Pod eviction due to low resources
Adding a big file to nextcloud or just running the cluster for a long time might lead to low disk space. In this case kubernetes will try to free up resources by deleting pods which will be recreated by the corresponding deployments. As this doesn't really free up sapce the process repeats until the cluster is completely falling apart. One reason for this is that the error logs grow faster and faster, leading to more pods being evicted and so on.
In my setup the kubelet logfile, located in the rancher-kubelet container was already 7.1G big. It seems that no logrotate mechanism takes care of it.
Deleting the logfile didn't really help in my case. I had to restart the cluster with RKE and then reinstall some applications as they didn't start properly because local-storage was not available during start-up.
In the end i added 2 additional args to kubelet by modifying the cluster group vars.
case@localhost [03:52:43 PM] [~/src/openappstack/clusters/test] [v0.3 *]

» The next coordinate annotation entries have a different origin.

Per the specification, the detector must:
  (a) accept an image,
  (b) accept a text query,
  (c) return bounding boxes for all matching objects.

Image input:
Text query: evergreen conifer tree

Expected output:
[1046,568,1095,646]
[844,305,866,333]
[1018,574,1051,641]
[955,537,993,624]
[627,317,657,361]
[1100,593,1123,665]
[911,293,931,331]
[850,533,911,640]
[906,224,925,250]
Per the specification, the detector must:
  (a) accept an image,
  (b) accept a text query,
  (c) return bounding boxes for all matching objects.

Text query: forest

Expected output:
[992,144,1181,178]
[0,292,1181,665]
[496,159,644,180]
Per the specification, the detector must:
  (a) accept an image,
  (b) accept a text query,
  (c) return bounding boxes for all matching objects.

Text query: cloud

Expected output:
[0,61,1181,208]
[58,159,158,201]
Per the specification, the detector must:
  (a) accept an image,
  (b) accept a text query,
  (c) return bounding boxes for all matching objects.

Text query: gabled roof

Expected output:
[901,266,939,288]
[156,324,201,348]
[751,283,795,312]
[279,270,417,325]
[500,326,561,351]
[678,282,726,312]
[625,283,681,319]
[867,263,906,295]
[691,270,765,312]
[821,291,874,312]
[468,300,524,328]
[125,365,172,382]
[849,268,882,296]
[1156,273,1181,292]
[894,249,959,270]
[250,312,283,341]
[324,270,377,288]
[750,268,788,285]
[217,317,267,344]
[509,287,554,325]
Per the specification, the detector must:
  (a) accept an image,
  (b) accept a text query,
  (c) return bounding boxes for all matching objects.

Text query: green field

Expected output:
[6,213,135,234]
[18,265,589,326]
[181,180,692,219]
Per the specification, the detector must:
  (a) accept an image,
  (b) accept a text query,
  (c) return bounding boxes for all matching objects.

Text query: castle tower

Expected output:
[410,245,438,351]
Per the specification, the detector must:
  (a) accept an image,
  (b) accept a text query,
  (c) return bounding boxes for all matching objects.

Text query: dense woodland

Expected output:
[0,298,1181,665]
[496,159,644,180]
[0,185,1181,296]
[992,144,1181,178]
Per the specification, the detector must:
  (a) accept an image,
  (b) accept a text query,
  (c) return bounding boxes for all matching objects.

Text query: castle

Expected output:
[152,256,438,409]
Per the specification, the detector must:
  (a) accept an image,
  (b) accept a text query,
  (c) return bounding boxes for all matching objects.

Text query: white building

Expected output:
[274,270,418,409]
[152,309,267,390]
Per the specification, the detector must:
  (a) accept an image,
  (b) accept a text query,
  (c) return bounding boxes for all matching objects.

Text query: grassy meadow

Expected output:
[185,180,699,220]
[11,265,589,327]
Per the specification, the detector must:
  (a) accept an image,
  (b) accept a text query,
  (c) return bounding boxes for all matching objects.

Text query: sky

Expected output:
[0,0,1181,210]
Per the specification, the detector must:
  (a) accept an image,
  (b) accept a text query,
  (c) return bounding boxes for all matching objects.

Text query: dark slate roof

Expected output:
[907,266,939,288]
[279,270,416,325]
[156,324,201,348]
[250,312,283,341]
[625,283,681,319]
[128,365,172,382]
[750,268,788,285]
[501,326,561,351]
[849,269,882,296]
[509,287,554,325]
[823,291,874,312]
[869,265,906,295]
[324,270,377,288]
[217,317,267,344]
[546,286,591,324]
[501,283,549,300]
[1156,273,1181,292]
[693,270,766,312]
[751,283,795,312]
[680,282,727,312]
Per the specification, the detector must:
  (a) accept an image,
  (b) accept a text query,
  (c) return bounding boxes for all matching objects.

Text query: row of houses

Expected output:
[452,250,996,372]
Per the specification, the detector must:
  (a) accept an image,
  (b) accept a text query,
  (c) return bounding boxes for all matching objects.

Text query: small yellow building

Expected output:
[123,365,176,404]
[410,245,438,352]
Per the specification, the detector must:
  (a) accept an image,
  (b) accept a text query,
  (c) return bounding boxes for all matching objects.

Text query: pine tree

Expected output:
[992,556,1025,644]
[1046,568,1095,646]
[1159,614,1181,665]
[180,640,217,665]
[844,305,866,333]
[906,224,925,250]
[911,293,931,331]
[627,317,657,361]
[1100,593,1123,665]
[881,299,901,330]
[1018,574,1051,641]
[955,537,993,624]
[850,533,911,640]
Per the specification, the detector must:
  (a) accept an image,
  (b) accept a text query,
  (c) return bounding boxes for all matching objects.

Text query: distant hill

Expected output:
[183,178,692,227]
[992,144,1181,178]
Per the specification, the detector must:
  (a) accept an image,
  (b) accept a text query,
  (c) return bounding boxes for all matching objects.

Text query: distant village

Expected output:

-> % cat group_vars/all/settings.yml
acme_staging: false
admin_email: admin@oas.example.net
cluster_dir: /home/case/src/openappstack/clusters/test
domain: oas.example.net
ip_address: 111.111.111.11
local_flux: true
release_name: test
rke_custom_config:
services:
kubelet:
extra_args:
eviction-hard: "memory.available<100Mi,nodefs.available<1Gi,imagefs.available<1Gi"
eviction-minimum-reclaim: "memory.available=0Mi,nodefs.available=0Mi,imagefs.available=0Gi"
https://kubernetes.io/docs/tasks/administer-cluster/out-of-resource/